# can u block ppl from direct url'ing images?



## punkapalooza (Oct 18, 2006)

i'm kinda sick of ppl using my images as avatars and signatures. can i block them from doing it? i don't mind if they 'save as' the pic but direct url'ing it just sucks


----------



## Solmu (Aug 15, 2005)

Is it having a negative effect on your server load or bandwidth consumption? Because if you don't mind people using your images, and it's not actually effecting your useage levels, you might as well let them hotlink; at least that way there's a slim chance people will backtrack to your site.

If you do want to put an end to it (and fair enough) you can though. Have you tried checking your ISPs control panel? With my webhost it's one of the options in their cpanel.


----------



## punkapalooza (Oct 18, 2006)

Solmu said:


> Is it having a negative effect on your server load or bandwidth consumption? Because if you don't mind people using your images, and it's not actually effecting your useage levels, you might as well let them hotlink; at least that way there's a slim chance people will backtrack to your site.
> 
> If you do want to put an end to it (and fair enough) you can though. Have you tried checking your ISPs control panel? With my webhost it's one of the options in their cpanel.


so i'd find their isp and block it? is that how it works? 
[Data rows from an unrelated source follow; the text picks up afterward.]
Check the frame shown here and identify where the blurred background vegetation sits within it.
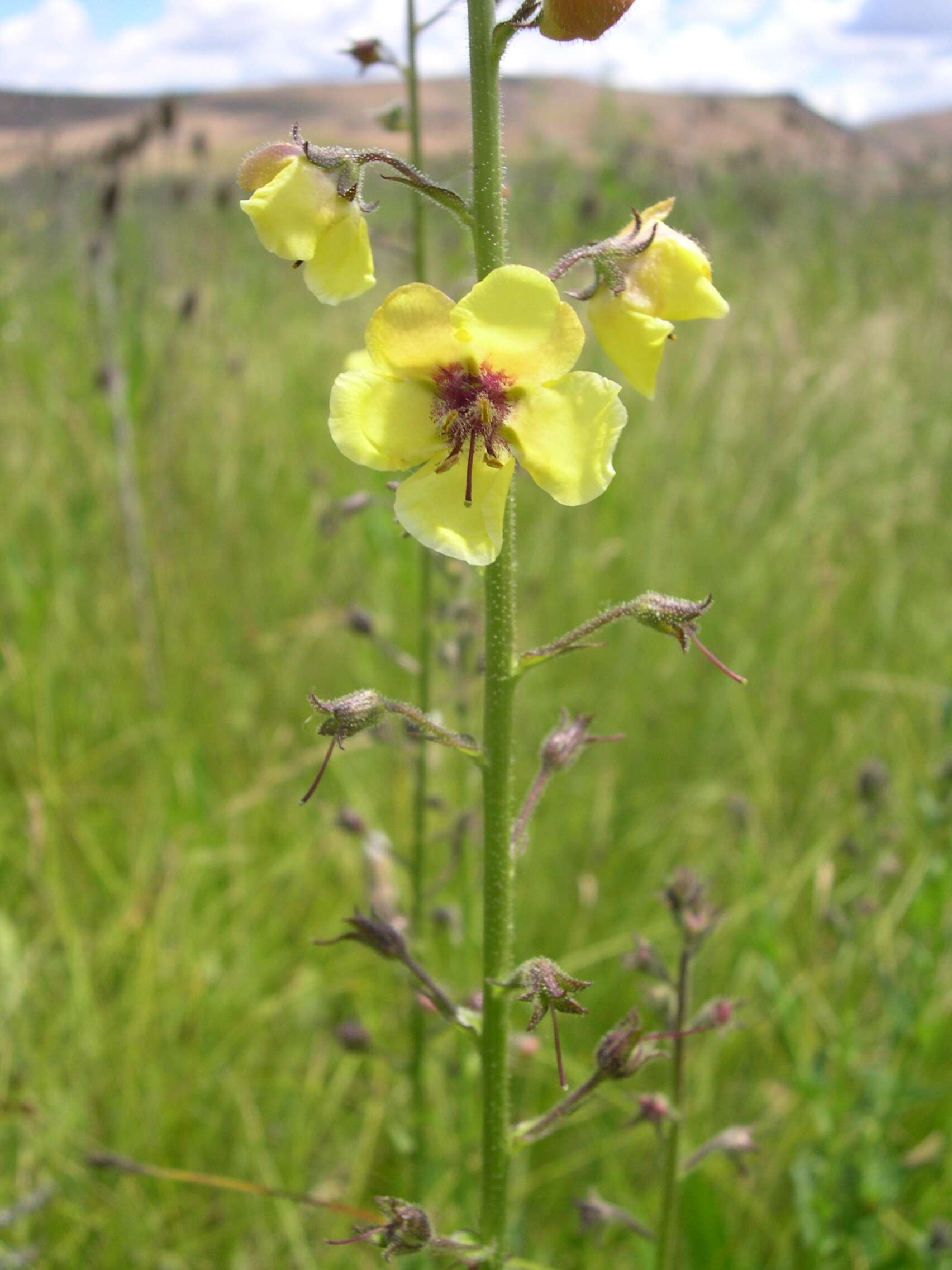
[0,84,952,1270]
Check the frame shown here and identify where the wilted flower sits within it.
[237,141,376,305]
[596,1010,644,1081]
[588,198,729,397]
[329,266,627,564]
[327,1195,433,1261]
[664,869,720,947]
[631,590,748,683]
[311,908,407,961]
[538,0,634,39]
[340,39,397,75]
[505,956,592,1089]
[682,1124,760,1173]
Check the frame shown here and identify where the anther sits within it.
[463,429,477,507]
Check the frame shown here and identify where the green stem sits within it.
[655,947,691,1270]
[406,0,433,1199]
[468,7,515,1267]
[406,0,426,282]
[409,553,431,1196]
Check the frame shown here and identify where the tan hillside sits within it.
[0,78,952,181]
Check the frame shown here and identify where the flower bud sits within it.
[637,1093,675,1124]
[346,604,376,635]
[237,141,304,195]
[688,997,737,1031]
[336,807,367,838]
[334,1018,370,1054]
[683,1124,760,1173]
[664,869,720,946]
[327,1195,434,1261]
[622,936,672,983]
[507,956,593,1031]
[313,688,386,741]
[855,758,890,811]
[596,1008,642,1081]
[317,908,407,961]
[373,102,410,132]
[538,0,634,41]
[540,709,594,771]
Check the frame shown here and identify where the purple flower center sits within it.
[433,362,513,507]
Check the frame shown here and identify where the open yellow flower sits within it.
[588,198,729,397]
[239,142,376,305]
[329,266,626,564]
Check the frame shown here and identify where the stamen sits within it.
[440,410,462,448]
[463,429,485,507]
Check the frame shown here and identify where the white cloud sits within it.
[0,0,952,121]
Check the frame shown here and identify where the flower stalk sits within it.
[467,0,515,1270]
[403,0,433,1195]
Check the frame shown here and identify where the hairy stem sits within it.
[468,0,515,1270]
[655,946,691,1270]
[405,0,433,1214]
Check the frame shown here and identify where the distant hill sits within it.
[866,111,952,164]
[0,79,952,182]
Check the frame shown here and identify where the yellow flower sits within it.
[588,198,729,397]
[538,0,634,39]
[329,266,626,564]
[239,142,376,305]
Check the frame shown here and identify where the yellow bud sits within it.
[538,0,634,39]
[237,141,303,193]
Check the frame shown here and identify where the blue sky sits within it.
[0,0,952,122]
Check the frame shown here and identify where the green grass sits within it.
[0,146,952,1270]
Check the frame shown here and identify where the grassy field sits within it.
[0,129,952,1270]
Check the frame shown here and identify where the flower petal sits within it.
[626,222,730,321]
[327,371,445,472]
[240,156,345,260]
[367,282,466,378]
[505,371,629,507]
[588,290,674,399]
[393,456,515,564]
[452,264,585,383]
[344,348,377,371]
[304,211,377,305]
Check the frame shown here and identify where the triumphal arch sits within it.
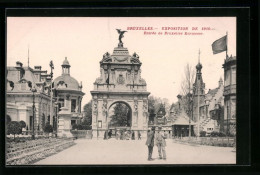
[91,29,150,137]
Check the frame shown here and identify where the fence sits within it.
[6,138,75,165]
[174,137,236,147]
[71,130,93,139]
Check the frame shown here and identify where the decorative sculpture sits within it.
[102,52,112,62]
[131,53,140,63]
[116,29,127,47]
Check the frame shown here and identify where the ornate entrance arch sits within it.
[107,101,133,129]
[91,30,150,137]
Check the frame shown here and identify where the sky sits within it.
[7,17,236,107]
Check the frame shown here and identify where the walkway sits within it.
[35,139,236,165]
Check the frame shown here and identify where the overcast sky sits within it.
[7,17,236,107]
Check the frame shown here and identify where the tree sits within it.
[180,63,195,137]
[180,63,195,111]
[5,115,12,125]
[43,122,53,134]
[7,121,22,140]
[19,120,26,128]
[71,123,78,130]
[82,101,92,127]
[110,103,131,126]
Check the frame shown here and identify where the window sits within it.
[71,99,76,112]
[21,82,26,91]
[58,98,64,111]
[231,67,236,84]
[225,70,230,86]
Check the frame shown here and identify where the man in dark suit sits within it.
[155,127,166,160]
[146,127,155,161]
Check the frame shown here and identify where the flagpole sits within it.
[197,49,200,136]
[226,32,228,58]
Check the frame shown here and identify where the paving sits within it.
[34,138,236,165]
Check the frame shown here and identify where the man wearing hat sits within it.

not sure if it's a negative effect or not. all i know it that i have had the most 'hits' ever in the life of the site, today, and they r mostly from the one place.it's only 60 hits in a day, so i guess that aint alot to some of the more 'famous' sites on here. *shrugs* i spose i can leave it and hope i get a sale out of it.


----------



## Solmu (Aug 15, 2005)

Brutal Tees said:


> so i'd find their isp and block it? is that how it works?


Some webhosts have the option to block all file requests that come from other domains. So in other words you'd set it up on your webhost, so that only brutaltees.net could load images from brutaltees.net.

You wouldn't need to track down other people's isps and block them; it would automatically block every site except yours (and any sites you enter into an exceptions list).



Brutal Tees said:


> *shrugs* i spose i can leave it and hope i get a sale out of it.


The chances of getting a sale out of it are close to none, but it _is_ possible. Still, if it's bothering you at all it's not like you need to let it happen


----------



## Rodney (Nov 3, 2004)

Which webhost are you with? Some webhosts have a setting you can turn on in the control panel that will stop hotlinking of your images.

Here's a tutorial on how to do it by creating an .htaccess file and uploading it to the main folder of your website:

http://blog.ftwr.co.uk/archives/2006/04/22/image-hotlinking-bad/

or this one:
http://www.chauy.com/2006/09/how-to-block-hotlinkers/

Or this one:
http://www.tamingthebeast.net/articles6/hotlinking-protection.htm
(you have to scroll to the bottom of the article to see the instructions on how to stop hotlinking)


----------



## Twinge (Apr 26, 2005)

Of course, as we discussed in the other related thread, you can always replace the linked image with another one -- possibly even just adding your URL to the bottom of the image(s) they are linking to so people know where they're from.


----------